Why All Your Impressions of Detroit Are Wrong
Rather than fleeing, they adapted to the reality of Detroit by applying their talents in the marketplace instead of full-time ministry. "We decided we just wanted to be a part of a more functional community," said Wilkin. Heather became a teacher at a local university and is now teaching and working toward her Ph.D, all while raising three children in the city. Wilkin applied his background in commercial lending to making residential real-estate loans in the city. He now represents one of the few banks willing to loan money to people buying homes in Detroit. In a city that is starved for skilled labor and investment capital, these are actually some of the most-needed forms of "ministry" in Detroit.
A long-term commitment and recalibration to the complex and difficult realities of Detroit is key to thriving there and actually contributing to human flourishing there.
Anglican deacon Dean Simmer, who teaches at a local Catholic school, has similar observations. He suggests that anyone coming to Detroit should embrace that most Christian of virtues: humility.

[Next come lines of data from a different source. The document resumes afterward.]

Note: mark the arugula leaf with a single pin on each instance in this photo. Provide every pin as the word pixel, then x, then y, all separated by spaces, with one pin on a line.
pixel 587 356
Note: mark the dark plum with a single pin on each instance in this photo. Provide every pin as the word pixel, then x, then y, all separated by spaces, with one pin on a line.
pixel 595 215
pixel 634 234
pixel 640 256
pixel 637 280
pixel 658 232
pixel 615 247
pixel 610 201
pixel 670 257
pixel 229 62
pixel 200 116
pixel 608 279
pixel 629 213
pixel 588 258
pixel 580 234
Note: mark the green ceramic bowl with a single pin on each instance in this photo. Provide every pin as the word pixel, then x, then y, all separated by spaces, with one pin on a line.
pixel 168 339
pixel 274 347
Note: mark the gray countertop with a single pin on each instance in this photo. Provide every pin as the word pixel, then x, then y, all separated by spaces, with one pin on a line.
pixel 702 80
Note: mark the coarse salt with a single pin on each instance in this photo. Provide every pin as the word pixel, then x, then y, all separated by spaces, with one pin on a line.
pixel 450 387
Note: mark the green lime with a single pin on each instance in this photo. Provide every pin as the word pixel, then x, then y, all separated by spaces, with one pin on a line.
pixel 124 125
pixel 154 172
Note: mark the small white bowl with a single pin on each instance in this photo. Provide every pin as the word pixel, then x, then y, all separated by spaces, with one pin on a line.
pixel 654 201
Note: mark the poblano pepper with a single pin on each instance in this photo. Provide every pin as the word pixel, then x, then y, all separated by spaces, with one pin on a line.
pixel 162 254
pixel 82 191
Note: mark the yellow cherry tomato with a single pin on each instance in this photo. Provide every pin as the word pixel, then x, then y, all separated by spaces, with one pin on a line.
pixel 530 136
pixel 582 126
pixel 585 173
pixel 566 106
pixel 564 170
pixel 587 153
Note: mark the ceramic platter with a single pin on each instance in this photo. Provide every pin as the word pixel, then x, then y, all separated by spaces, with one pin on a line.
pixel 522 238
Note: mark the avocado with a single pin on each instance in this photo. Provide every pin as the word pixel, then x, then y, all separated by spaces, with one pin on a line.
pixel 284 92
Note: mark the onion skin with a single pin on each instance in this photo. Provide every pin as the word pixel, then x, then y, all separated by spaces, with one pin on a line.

He advises newcomers to "shut up and just listen for a year and a half."
Because so much popular content has romanticized Detroit with these overly distilled identities, Detroit draws in a lot of newcomers—many of whom want to "save" Detroit or join "the scene" of edgy art or $100 homes.
Some of the newcomers quickly fail and cycle out, others may actually inflict damage, some profit from Detroit (or hope to), and some live in it as if aliens from a parallel reality, as in the artists featured in the documentary Detropia.
Ultimately, all of these approaches will fail to revitalize the city over the long term. "If you're simply an idealist with no thick skin, you're bound to fail in Detroit," said Simmer. "The people who stick around are willing to be humble, to listen to the community members, and to allow their stereotypes to be broken." He also rightly notes, "Detroit is a group of people."